What on earth is point_batch_size for the transformers SamModel?

Hello everyone, after scouring the internet and refactoring my code several times, I am at my wit’s end with an issue related to the SamModel from the transformers package and hoping somebody on here may see what I am missing.

Background

I am trying to fine tune SAM. There are several tutorials doing this very thing online, however I have not been able to find a single one that uses control points, all use bounding boxes as inputs. Somehow, this seemingly trivial issue has ground all productivity to a halt.

When prompting the SAM model at inference time I was able to get predictions using control point inputs without issue by supplying control points in this form as per the documentation:

input_points: [[ 68 115], [ 79  45], [ 52 261], [ 44 169], [244 496], [115 495] ... ]
input_labels: [1, 1, 1, 1, 0, 0 ... ]

I assumed this would be the form for providing input points and labels at training time too and the documentation (kindof, we will get to that) seemed to say the same. If I print out an element of my dataset class and batch element, we get the following outputs, respectively:

# train_dataset[0].items()
pixel_values torch.Size([3, 1024, 1024])
original_sizes torch.Size([2])
reshaped_input_sizes torch.Size([2])
input_points torch.Size([5, 2])
input_labels torch.Size([5, 1])
ground_truth_mask (1024, 1024)

# batch.items()
pixel_values torch.Size([2, 3, 1024, 1024])
original_sizes torch.Size([2, 2])
reshaped_input_sizes torch.Size([2, 2])
input_points torch.Size([2, 5, 2])
input_labels torch.Size([2, 5, 1])
ground_truth_mask torch.Size([2, 1024, 1024])

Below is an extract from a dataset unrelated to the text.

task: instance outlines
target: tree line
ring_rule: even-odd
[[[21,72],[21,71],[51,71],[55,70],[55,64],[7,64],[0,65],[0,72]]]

Note that batch size is 2, not that I can see how that would matter. The relevant shapes are those of input_points and input_labels, with each having the following shapes in the batched item:

  • input_points torch.Size([2, 5, 2]): batch size, number of points, dimensionality of points (2 since they represent x,y coords)
  • input_labels torch.Size([2, 5, 1]): batch size, number of labels (equal to number of points), dimensionality of labels (1 since valid labels are either 1, 0, -1 or -10)

Issue

When I instantiate the SamProcessor and try to run a forward pass, I get the error below, complaining about the input_points not being a 4D tensor.

ValueError: ('The input_points must be a 4D tensor. Of shape `batch_size`, `point_batch_size`, `nb_points_per_image`, `2`.', ' got torch.Size([2, 5, 2]).')

This is puzzling for two reasons. Firstly, the documentation just doesn’t bother to mention what point_batch_size is anywhere that I can see. Secondly, the documentation claims input_points should be a 3D tensor of size ( batch_size, num_points, 2), which is exactly what I have, while the error claims otherwise!

Regardless, I still need to figure out what point_batch_size is, because it is included in the documentation as the size of one of the dimensions of input_labels, which is (batch_size, point_batch_size, num_points).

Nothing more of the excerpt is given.